You can train models in TrainDB
using this ML model library.
These models can be used to generate synopsis data or to estimate aggregate values in approximate query processing.
- TrainDB
- Python 3.8 or 3.9
- Python virtual environment manager, such as pyenv (optional)
- Packages used by ML models, such as pytorch - install requirements.txt
$> pip install --no-deps -r requirements.txt
You can download TrainDB and this model library in one step by running the following command:
$> git clone --recurse-submodules https://github.com/traindb-project/traindb.git
If you use traindb-model
library with TrainDB
, you can run SQL-like statements via trsql
.
Please refer to the README file in TrainDB.

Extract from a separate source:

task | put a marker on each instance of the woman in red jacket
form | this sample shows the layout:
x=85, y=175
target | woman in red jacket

You can also train models and generate synthetic data using the CLI model runner. For example, you can train a model on the test dataset as follows:
$> python tools/TrainDBCliModelRunner.py train TableGAN models/TableGAN.py \
tests/test_dataset/instacart_small/data.csv \
tests/test_dataset/instacart_small/metadata.json \
output/
epoch 1 step 50 tensor(1.1035, grad_fn=<SubBackward0>) tensor(0.7770, grad_fn=<NegBackward>) None
epoch 1 step 100 tensor(0.8791, grad_fn=<SubBackward0>) tensor(0.9682, grad_fn=<NegBackward>) None
...
$> python tools/TrainDBCliModelRunner.py synopsis TableGAN models/TableGAN.py output 1000 sample.txt
Similarly, you can train inference models and run queries as follows:
$> python tools/TrainDBCliModelRunner.py train RSPN \
models/RSPN.py \
tests/test_dataset/instacart_small/data.csv \
tests/test_dataset/instacart_small/metadata.json \
output/
// SELECT COUNT(*) FROM order_products GROUP BY reordered WHERE add_to_cart_order < 12
$> python tools/TrainDBCliModelRunner.py infer RSPN models/RSPN.py output/ "COUNT(*)" "reordered" "add_to_cart_order < 12"
For demo and detailed explanation, see Notebook.
You can run the test codes directly from the GitHub codespaces. The instructions are the same as mentioned above.